In a 5-4 ruling, the justices said the federal law the inmate relied on prohibits lawsuits against federal corrections officers.

Abdus-Shahid M.S. Ali says the missing books and rug reflect widespread harassment against Muslim inmates in federal, state and local prisons stemming from the Sept. 11 terrorist attacks.

"Reports from all over the country have come in" on Muslims' religious property that "has been destroyed, confiscated, looted, lost, stolen or taken without cause," Ali said in the lawsuit he filed in federal court.

Ali is serving a sentence of 20 years to life in prison for committing first-degree murder in the District of Columbia.

The issue in the case was whether federal prison guards are immune from suit under the Federal Tort Claims Act.

The law blocks lawsuits against the government over goods detained by customs and excise officers or "any other law enforcement officer." Two lower federal courts said Ali cannot sue because prison officials are law enforcement officers.

Justice Clarence Thomas, writing for a majority that cut across ideological grounds, agreed with the lower courts. The law "forecloses lawsuits against the United States for the unlawful detention of property by 'any,' not just 'some,' law enforcement officers," Thomas said.

Tuesday's ruling was the first 5-4 split of the term, following a term in which the margin in 24 cases was a single vote.

Chief Justice John Roberts and Justices Samuel Alito, Ruth Bader Ginsburg and Antonin Scalia joined Thomas. The dissenters were Justices Stephen Breyer, Anthony Kennedy, David Souter and John Paul Stevens.

"The seizure of property by an officer raises serious concerns for the liberty of our people and the act should not be read to permit appropriation of property without a remedy," Kennedy said.

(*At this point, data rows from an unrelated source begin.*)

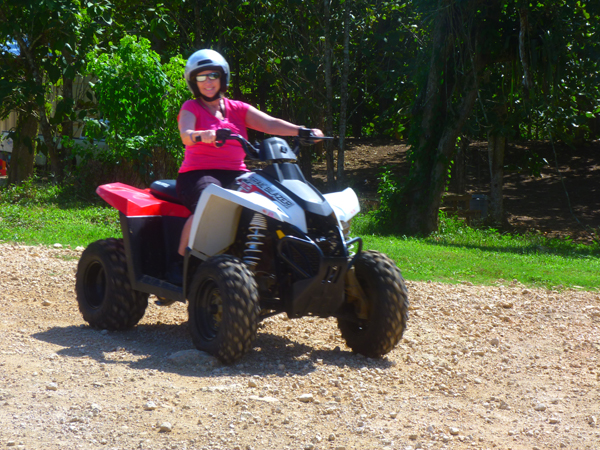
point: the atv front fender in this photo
(345, 204)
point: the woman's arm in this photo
(188, 132)
(258, 120)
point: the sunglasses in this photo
(212, 76)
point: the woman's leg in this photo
(185, 236)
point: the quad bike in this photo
(273, 245)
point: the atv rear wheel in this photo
(104, 294)
(382, 310)
(223, 308)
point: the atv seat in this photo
(165, 190)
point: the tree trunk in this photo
(329, 94)
(344, 95)
(21, 161)
(447, 98)
(458, 170)
(496, 150)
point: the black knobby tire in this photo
(106, 299)
(223, 308)
(387, 295)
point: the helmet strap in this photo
(210, 99)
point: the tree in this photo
(483, 53)
(15, 82)
(139, 98)
(53, 36)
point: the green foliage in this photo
(138, 102)
(38, 212)
(52, 37)
(460, 254)
(391, 206)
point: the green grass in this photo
(460, 254)
(45, 214)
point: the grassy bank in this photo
(42, 214)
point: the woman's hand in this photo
(317, 133)
(205, 136)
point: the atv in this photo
(272, 244)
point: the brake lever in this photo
(222, 135)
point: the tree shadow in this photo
(148, 347)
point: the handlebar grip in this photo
(222, 135)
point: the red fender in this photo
(139, 202)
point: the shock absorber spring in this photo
(253, 251)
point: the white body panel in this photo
(217, 215)
(345, 204)
(218, 212)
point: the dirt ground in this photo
(501, 367)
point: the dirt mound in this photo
(563, 201)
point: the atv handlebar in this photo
(305, 137)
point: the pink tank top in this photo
(201, 156)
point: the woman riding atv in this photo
(207, 75)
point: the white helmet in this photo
(206, 59)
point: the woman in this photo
(207, 75)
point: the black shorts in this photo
(191, 184)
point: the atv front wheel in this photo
(104, 294)
(380, 306)
(223, 308)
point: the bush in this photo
(138, 102)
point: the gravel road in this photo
(502, 367)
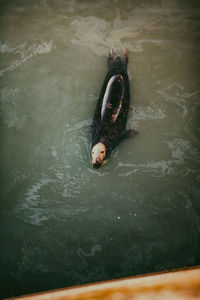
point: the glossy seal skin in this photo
(110, 117)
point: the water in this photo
(62, 222)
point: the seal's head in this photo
(98, 155)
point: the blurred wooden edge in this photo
(177, 284)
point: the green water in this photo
(63, 223)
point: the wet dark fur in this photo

Besides the two copies of the Koran and the prayer rug, Ali is missing stamps and other personal items worth $177 that he says never showed up after his transfer from a federal penitentiary in Atlanta to Big Sandy penitentiary at Inez, Ky., in 2003. He said the last time he saw the now-missing items was when he turned them over to a prison supervisor in Atlanta.

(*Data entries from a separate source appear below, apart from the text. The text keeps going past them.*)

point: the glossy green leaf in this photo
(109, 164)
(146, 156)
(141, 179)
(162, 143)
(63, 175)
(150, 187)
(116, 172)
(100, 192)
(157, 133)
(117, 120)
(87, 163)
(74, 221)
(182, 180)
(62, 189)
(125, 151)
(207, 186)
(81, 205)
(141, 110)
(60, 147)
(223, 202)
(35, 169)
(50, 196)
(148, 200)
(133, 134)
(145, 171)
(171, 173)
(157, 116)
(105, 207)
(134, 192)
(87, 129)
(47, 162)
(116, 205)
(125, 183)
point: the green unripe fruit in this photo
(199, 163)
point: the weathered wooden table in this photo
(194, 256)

Muslim inmates have been subjected to "very hard times and bad treatment" at the hands of federal, state and local prison employees, Ali said in court papers.

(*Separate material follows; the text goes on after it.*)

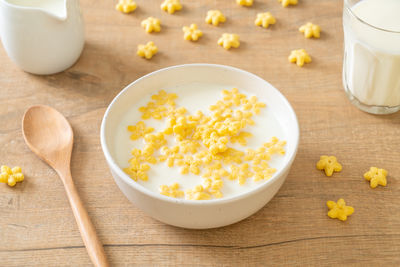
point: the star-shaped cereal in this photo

It seems as though "the many prison employees think that they can hurt you best taking your personally owned property," Ali wrote.

He added that because he has "practiced his faith to the fullest" he has been subjected to prison officials repeatedly confiscating and destroying his legal and religious property.

Ali said he has been harassed for his religious beliefs "year after year" in both the District of Columbia Department of Corrections and the U.S. Bureau of Prisons.

The case is Ali v. Federal Bureau of Prisons, 06-9130.